Im Doppel-Heimspiel gegen die Spitzenteams aus Fürstenfeldbruck (3:9) sowie Bayern München II (2:9) hatte der Oberliga-Neuling nichts zu bestellen.

 

Zwar hatte sich das jüngste Team der Liga nach TV-Kapitän Andreas Wechsler "schon den einen oder anderen Spielgewinn mehr erhofft". Dennoch war der TV als klarer Außenseiter in die Duelle gegangen, und hat auch noch eine ungewöhnliche Anhäufung von Verletzungen im Kader zu beklagen: Johannes Stumpf fällt bereits seit Wochen mit einer Schulterverletzung aus. Die anderen Youngster Sebastian Hegenberger (Patellasehne) und Hannes Hörmann (Achillessehne) hatten zudem bereits im Training über Beschwerden geklagt, die auch am Samstag nicht zu übersehen waren. Zu allem Überfluss verletzte sich auch noch Spitzenmann Tomek Kabacinski am Schlagarm, sodass mit Mannschaftsführer Wechsler und dem für Stumpf in die Bresche gesprungenen Nachwuchscrack Matthias Danzer nur noch zwei fitte Spieler im Kader standen.

Gegen Fürstenfeldbruck, angeführt vom Ex-Hilpoltsteiner Andras Podpinka, hatte Kabacinski noch an der Seite von Jaka Golavsek mit einem 3:0 über Joffre/Schinkel für einen gelungenen Auftakt gesorgt. Hörmann/Danzer (gegen Podpinka/Csetle) und Hegenberger/Wechsler (gegen Sampakidis/Krämer) hatten derweil keine Chance. Spätestens nachdem Kabacinski beim 1:3 gegen Joffre zu viele Chancen liegen ließ und Golavsek gegen Andras Podpinka wenig zu bestellen hatte, war der Spielverlauf vorgezeichnet. Daran konnten auch die einzigen Einzelerfolge des Spiels nichts ändern: Hörmann zeigte im Duell der Schüler gegen Sampakidis eine starke Leistung siegte 3:1. Den zweiten Zähler verzeichnete Wechsler gegen Marc Schinkel (3:0). Hegenberger und Danzer ließen danach bei ihren 1:3-Pleiten zu viele Chancen liegen. So ging es beim Stand von 3:6 in den zweiten Durchgang, in dem die Gäste schnell einen Schlussstrich setzten: Kabacinski konnte gegen Podpinka gar nicht mehr antreten. Golavsek zeigte eine prima Leistung gegen Joffre, unterlag aber knapp. Auch Hörmann verlor das sehenswerte Duell gegen Csetle, so war die 3:9-Pleite besiegelt.

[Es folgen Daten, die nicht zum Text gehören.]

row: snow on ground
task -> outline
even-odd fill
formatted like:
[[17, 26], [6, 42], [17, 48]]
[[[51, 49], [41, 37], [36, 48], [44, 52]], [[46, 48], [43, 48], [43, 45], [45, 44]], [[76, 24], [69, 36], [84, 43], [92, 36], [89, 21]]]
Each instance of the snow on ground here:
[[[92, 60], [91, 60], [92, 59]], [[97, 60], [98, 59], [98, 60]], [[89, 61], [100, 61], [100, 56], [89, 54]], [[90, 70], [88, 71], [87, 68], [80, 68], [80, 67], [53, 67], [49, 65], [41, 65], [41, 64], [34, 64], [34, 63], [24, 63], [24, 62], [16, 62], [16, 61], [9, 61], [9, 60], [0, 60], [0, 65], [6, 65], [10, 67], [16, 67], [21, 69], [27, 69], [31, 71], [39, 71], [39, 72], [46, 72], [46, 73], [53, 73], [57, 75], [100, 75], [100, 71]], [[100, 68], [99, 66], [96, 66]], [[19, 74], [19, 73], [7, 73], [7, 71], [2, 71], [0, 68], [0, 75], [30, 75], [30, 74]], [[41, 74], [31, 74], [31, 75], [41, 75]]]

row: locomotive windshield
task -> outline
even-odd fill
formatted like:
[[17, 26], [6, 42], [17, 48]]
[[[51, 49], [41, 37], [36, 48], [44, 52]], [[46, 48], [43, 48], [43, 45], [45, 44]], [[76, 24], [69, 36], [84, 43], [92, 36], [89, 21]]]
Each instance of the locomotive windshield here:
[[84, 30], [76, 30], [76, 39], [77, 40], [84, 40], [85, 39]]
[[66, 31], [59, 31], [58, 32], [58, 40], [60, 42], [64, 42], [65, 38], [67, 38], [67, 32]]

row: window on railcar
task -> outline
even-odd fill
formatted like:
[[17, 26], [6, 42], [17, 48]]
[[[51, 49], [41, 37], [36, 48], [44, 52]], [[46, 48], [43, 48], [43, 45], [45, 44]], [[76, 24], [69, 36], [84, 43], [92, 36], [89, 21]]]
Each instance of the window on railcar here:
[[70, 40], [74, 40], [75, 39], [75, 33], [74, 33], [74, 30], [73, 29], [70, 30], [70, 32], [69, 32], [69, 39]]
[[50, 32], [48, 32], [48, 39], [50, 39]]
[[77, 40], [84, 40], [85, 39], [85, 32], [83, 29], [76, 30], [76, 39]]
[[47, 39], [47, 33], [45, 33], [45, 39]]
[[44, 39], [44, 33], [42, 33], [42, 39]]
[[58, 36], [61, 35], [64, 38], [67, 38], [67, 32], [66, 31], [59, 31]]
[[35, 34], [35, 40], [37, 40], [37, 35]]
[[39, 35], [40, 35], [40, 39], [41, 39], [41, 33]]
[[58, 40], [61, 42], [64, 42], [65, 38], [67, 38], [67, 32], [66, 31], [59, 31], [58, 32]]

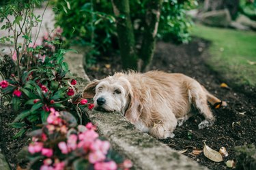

Chancenlos waren die Hilpoltsteiner auch danach gegen den FC Bayern München II, der mit einem 4:0 zum Start zeigte, dass er zu den Topteams der Liga gehört. Selbstbewusst hatten die Gäste die Doppel gedreht und damit auch auf die Verletzung von Kabacinski reagiert. Golavsek/Hörmann unterlagen mit 0:3, Hegenberger/Wechsler hatten dagegen nach einer tollen Leistung Pech und verloren knapp. Nach der kampflosen Kabacinski-Niederlage gegen Daniel Rinderer konnte immerhin Golavsek den Trend stoppen und Topmann Uwe Liebchen 3:2 bezwingen. Hegenberger holte gegen Talent Nico Longhino den nächsten Punkt. Doch danach verloren Hörmann, Wechsler und Danzer allesamt mit 1:3 und die Partie war so gut wie entschieden. Da Kabacinski erneut nicht antreten konnte, besiegelte Golavseks 0:3 die 2:9-Gesamtpleite.